Paan wrapped in silver leaf

Something to chew on at Prince Paan & Chaat Corner

Once a tiny kiosk vending cigarettes and betel nut in Greater Kailash I's M Block market, Prince Paan (M-29, M Block Market, Greater Kailash I) has blossomed into the capital’s best-loved stop for paan (chewable parcels of betel nut) and chaat (Indian-style salad). Regulars and rookies gather daily for the signature flavoured paans – strawberry, butterscotch, mango – and rounds of gol gappe, tiny hollow puri (fried breads) filled with chutney and a spicy water-based sauce, prepared with purified mineral water. Other street-side favourites include aloo tikki (spiced potato fritters) and Mumbai-style bhel puri.
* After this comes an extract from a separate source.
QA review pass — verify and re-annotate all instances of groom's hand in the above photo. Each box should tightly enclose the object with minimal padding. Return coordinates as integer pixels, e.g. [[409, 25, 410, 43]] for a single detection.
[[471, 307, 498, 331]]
Year-round sweetness at Charan Singh Kulfi

For nearly a quarter of a century, a bicycle carrier and cramped food van have been peddling cool, fruity goodness every evening at South Extension Main Market. The fruit-flavoured sorbets, kulfi (made from frozen reduced milk) and ice-creams are a great hit with the rush of shoppers, and owner Charan Singh works a special magic in the summer months, when abundantly available melons, mangoes, and chickoos (sapodilla) are transformed into refreshing dollops of heaven. Seek it out at E-20, Main Market, South Extension, Part II.